Introduction
Sirene is a multi-backend text-to-speech router with a web interface. It provides a single entry point to generate speech via multiple TTS backends with custom voice management via audio samples.
Tech Stack
| Layer | Technology |
|---|---|
| JS Runtime | Bun |
| Monorepo | Turborepo |
| Server | Hono |
| Inference | FastAPI + ONNX Runtime / PyTorch |
| DB / Realtime / Files | PocketBase |
| Frontend | React 19 + Vite + TanStack Router |
| UI | Tailwind CSS + Radix UI |
| State | TanStack Query + PocketBase SSE |
| Linting | Biome |
Architecture
Client (React)
|
Nginx (reverse proxy in production)
|-- /api --> Hono Server (Bun, port 3000)
| |-- PocketBase (port 8090)
| '-- Inference FastAPI (port 8000)
|-- /db --> PocketBase
'-- / --> React SPAResponsibilities
Client (React) — User interface. Connects to PocketBase via SSE for real-time updates (download progress, generation status). Communicates with the Hono server for actions.

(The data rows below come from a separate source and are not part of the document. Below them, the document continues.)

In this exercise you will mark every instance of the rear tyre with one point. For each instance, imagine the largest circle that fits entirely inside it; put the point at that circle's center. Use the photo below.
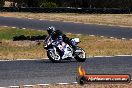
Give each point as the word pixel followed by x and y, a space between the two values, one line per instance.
pixel 55 58
pixel 80 55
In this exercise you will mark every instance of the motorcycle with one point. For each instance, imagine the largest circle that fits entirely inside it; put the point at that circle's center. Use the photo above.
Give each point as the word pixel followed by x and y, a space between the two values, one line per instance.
pixel 57 52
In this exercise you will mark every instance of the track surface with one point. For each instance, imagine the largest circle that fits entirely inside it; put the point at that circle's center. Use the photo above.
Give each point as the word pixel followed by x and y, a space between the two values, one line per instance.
pixel 43 71
pixel 108 31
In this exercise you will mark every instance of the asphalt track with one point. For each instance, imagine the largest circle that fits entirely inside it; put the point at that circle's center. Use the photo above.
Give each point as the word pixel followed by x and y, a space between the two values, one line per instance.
pixel 15 73
pixel 91 29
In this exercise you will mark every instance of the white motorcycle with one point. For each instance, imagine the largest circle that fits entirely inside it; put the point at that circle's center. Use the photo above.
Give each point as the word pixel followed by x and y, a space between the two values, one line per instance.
pixel 63 51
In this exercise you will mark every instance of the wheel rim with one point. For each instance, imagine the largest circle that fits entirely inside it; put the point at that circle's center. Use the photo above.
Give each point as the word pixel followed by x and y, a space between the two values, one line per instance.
pixel 54 56
pixel 81 54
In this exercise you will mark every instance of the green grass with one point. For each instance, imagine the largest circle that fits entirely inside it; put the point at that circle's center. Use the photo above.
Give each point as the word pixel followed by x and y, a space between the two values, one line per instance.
pixel 9 33
pixel 93 45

Server (Hono) — Pure orchestrator, zero inference. Receives requests, validates, resolves voices/parameters, forwards to the Python service for inference, and writes results to PocketBase.
Inference (FastAPI) — All TTS inference. A single PyTorch runtime, one GPU, lazy-loading models, memory cache. Downloads models on demand into a Docker volume.
PocketBase — SQLite database, file storage (audio samples, generations), real-time SSE subscriptions, admin UI for debugging.
Monorepo Structure
sirene/
├── client/ # React + Vite + Tailwind
├── server/ # Hono (orchestrator, zero inference)
├── inference/ # FastAPI + TTS backends (Kokoro, Qwen, F5, Piper)
├── shared/ # Shared TypeScript types
├── db/ # PocketBase (migrations, data)
├── docs/ # VitePress documentation
├── docker/ # Dockerfile, nginx, supervisord, entrypoint
└── data/models/ # Downloaded models (gitignored)Supported Backends
| Backend | Voice Cloning | Streaming | Languages |
|---|---|---|---|
| Kokoro | — | — | EN, FR, JA, KO, ZH |
| Qwen3-TTS | Yes | — | 10+ languages |
| F5-TTS | Yes | Yes | Multilingual |
| Piper | — | — | 26 languages, 40+ voices |
| CosyVoice | Yes | Yes (~150ms) | 9 languages |
| OpenAudio S1 | Yes | — | Multilingual |
| Chatterbox | Yes | — | EN + 23 languages |